We know some secrets about avoiding running injuries.
What is an ankle sprain?
An ankle sprain is an injury to the ligaments that connect the bones of your foot to your leg. It is often the result of landing awkwardly or twisting your ankle, which can stretch or tear the ligaments. You normally feel pain immediately after the injury and it can range from mild to severe. Severe ankle sprains may also result in bone and joint damage.
It’s more common to damage the ligaments on the outside of the ankle, which usually causes the following symptoms:
Inability to put weight on the ankle
What causes an ankle sprain?
An ankle sprain occurs when you land awkwardly or twist your ankle, stretching the ligaments beyond their boundaries. The biggest risk factor for ankle sprain is actually previous ankle sprain — most people don’t take the time to rehabilitate their ankle properly after spraining it. This will almost certainly come back to bite you on the backside!
Playing sports such as netball, football and tennis can also increase the risk of ankle sprain as they require you to jump and change direction suddenly. Wearing inappropriate footwear can cause ankle sprain, so be careful in those heels on Crown Oaks Day! And people with high arch feet or poor lumbo-pelvic (core) stability tend to be more likely to sprain their ankle.
Treatment for an ankle sprain
As with many injuries, RICE (rest, ice, compression, elevation) is the first approach for treating an ankle sprain — especially in the first 72 hours. You may also wish to take an over-the-counter medication to help with the pain. It’s important to avoid applying heat and drinking alcohol in the short term as this usually increases the pain, swelling and bruising.
If you can’t put weight on your ankle, you may have fractured a bone as well. In this case, you should consult one of our experienced podiatrists immediately for assessment and to obtain a referral for a scan. If you can put weight on your ankle, it’s time to get it moving again.

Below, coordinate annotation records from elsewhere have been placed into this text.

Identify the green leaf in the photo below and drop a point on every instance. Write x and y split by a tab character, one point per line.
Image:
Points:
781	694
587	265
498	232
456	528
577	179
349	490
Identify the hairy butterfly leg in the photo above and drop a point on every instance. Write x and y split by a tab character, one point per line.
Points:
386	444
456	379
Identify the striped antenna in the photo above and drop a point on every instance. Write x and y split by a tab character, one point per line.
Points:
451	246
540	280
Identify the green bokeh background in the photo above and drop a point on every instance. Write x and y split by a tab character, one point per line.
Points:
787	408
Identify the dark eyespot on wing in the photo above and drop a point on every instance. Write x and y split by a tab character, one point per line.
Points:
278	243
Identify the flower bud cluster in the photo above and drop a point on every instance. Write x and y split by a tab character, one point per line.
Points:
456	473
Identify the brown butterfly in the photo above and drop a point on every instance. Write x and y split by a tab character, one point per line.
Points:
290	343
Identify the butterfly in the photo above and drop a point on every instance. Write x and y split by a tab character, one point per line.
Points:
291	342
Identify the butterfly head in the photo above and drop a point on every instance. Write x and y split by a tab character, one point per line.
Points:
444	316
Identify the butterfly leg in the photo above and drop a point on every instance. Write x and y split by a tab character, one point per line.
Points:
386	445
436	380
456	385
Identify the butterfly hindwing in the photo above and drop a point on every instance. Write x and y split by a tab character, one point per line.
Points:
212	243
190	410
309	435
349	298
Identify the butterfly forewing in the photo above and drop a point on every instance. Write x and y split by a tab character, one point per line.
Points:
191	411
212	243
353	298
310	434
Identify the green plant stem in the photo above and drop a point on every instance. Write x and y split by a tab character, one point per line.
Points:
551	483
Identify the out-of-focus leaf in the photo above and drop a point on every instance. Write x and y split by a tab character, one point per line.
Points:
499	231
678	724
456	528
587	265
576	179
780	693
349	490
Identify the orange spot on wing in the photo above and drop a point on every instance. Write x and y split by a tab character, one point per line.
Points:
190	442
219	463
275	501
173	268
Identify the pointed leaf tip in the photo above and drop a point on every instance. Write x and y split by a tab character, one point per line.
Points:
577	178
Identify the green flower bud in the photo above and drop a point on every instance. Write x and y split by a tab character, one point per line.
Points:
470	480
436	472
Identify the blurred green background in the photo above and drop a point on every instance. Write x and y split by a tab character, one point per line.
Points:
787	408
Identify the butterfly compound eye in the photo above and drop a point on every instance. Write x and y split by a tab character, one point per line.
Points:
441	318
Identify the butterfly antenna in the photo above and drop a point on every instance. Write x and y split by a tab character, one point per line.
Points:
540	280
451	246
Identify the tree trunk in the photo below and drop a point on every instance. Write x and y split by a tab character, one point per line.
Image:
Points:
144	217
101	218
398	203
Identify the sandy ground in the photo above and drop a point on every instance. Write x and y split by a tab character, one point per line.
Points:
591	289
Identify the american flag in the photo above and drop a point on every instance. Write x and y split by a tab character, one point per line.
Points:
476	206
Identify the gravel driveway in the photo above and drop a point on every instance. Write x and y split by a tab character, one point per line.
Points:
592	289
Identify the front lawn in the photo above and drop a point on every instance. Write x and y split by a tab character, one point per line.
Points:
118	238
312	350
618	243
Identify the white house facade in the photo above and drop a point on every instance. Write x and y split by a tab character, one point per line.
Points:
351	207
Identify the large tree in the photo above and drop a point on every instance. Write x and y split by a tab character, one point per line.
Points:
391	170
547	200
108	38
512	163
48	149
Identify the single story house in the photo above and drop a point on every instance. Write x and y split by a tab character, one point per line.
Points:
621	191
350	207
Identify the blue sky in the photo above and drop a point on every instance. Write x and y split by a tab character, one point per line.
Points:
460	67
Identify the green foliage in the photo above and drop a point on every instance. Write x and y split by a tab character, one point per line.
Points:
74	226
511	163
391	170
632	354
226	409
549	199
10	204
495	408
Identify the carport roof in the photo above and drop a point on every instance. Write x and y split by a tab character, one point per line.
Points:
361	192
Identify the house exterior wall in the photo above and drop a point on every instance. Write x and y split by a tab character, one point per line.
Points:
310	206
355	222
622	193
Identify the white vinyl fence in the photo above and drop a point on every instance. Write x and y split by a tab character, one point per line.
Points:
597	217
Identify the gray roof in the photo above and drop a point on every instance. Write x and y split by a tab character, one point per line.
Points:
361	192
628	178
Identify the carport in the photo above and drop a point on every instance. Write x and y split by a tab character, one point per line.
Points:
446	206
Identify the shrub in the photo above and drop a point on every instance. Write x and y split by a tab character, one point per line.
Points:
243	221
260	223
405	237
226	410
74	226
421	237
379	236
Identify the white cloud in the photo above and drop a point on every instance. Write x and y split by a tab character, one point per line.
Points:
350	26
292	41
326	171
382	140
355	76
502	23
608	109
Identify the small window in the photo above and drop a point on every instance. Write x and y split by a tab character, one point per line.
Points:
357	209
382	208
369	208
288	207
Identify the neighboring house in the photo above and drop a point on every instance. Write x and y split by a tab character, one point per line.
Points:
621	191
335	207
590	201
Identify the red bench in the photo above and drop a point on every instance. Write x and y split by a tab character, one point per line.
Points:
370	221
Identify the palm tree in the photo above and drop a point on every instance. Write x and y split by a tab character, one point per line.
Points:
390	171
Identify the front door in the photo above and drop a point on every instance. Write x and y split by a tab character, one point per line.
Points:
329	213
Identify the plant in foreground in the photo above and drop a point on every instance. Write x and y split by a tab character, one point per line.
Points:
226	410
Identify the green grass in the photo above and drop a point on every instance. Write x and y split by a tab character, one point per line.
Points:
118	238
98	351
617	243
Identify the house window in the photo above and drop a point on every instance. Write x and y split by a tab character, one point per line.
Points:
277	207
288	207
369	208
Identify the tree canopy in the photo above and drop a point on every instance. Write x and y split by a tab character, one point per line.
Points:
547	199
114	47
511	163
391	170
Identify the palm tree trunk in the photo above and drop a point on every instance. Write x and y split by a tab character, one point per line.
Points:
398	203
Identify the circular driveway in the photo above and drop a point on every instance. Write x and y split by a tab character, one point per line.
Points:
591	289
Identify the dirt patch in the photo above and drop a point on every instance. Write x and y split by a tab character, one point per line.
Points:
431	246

Your podiatrist will gently manipulate and mobilise your ankle and show you the most effective rehabilitation exercises. The earlier you start doing these exercises, the faster you’ll recover. The attention will then turn to preventing a recurrence. Potential preventative measures include footwear advice, taping, wearing a brace and orthotics. If you still have some pain or instability after this process, your podiatrist might recommend seeing a surgeon. However, this is rarely necessary.